The students, who came from five schools in North Kensington, visited the sites on Kensal Road and Hewer Street with Councillor Kim Taylor-Smith today and each received a set of paints for their work.
The competition was organised by contractor Willmott Dixon in collaboration with Kensington & Chelsea Council and was centred on three themes brilliant buildings (saving energy), building lives (supporting our community) and better planet (protecting the environment).
The themes were drawn from Willmott Dixon’s ‘Now or Never’ strategy, which focuses on environmental and social challenges in the modern world, and the council’s own value of ‘Putting Communities First’.
Speaking about their art, the competition winners said their inspiration ranged from the importance of inclusivity to their sense of pride about where they live.
Alisha, 11, from Barlby primary school said: “My artwork shows how the Earth could look like if humans living on it would treat it better.”
Brunel primary school pupil Gabriella, eight, explained the meaning behind her winning image.
She said: “We started with the virtue of respect, and the doors [in the picture] represent lives and that it doesn’t matter which skin colour you are.”
Speaking about the decision to involve pupils in the project, Taylor-Smith, Lead Member, Grenfell, Housing and Social Investment, emphasised the importance of including the younger generation in future planning and projects.
He said: “Some of these children and their families may end up living in one of these new homes, so it’s really important that they feel part of what we are building and understand what we are doing.
“The artwork is impressive and after talking to the pupils I have been blown away by their desire to improve our planet and how conscious they are of the environment and how we all need to work together to improve how we treat the planet.”

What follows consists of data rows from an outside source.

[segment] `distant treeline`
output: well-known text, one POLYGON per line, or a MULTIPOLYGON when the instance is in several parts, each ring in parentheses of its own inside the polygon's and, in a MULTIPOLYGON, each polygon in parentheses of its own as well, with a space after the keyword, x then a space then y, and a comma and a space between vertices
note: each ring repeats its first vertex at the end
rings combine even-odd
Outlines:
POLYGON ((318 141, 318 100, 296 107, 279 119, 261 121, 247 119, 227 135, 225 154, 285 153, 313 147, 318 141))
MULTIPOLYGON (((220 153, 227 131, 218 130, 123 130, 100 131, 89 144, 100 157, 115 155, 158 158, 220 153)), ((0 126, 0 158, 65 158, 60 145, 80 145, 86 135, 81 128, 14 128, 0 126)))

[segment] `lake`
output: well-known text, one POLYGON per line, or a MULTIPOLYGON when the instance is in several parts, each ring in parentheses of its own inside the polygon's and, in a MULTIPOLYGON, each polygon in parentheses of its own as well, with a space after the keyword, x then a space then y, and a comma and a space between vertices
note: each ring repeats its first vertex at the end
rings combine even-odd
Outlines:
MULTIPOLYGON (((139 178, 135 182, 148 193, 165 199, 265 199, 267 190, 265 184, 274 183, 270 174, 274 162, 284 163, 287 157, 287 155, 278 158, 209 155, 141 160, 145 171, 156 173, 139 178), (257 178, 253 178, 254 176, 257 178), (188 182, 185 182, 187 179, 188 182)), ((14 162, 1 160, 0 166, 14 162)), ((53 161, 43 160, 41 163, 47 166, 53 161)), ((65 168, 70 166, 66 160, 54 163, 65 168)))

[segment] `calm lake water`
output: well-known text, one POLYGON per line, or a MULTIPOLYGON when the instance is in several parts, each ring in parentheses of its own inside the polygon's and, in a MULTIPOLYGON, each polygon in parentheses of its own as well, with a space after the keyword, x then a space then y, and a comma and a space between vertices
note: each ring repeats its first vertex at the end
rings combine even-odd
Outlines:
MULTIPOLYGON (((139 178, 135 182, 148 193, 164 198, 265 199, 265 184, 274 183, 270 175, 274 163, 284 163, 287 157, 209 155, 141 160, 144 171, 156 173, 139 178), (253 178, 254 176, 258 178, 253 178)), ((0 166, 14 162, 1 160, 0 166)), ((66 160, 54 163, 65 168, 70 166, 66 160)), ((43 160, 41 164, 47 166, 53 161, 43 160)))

The council hope to invite some of the pupils back to visit the sites when they are closer to completion as part of their emerging social investment approach.
The two development sites included in the competition are part of the Council’s Phase 1 sites in its New Homes Delivery Programme.
The programme aims to build 600 new homes, 300 of which are for social rent.
The site at 175-177 Kensal Road will offer 37 new homes, 27 of which will be social rent and 10 which will be intermediate rent, alongside flexible community and retail space.
The homes built at 15-17 Hewer Street will offer 10 intermediate rent homes to key workers.
The two development projects will cost £25.6m.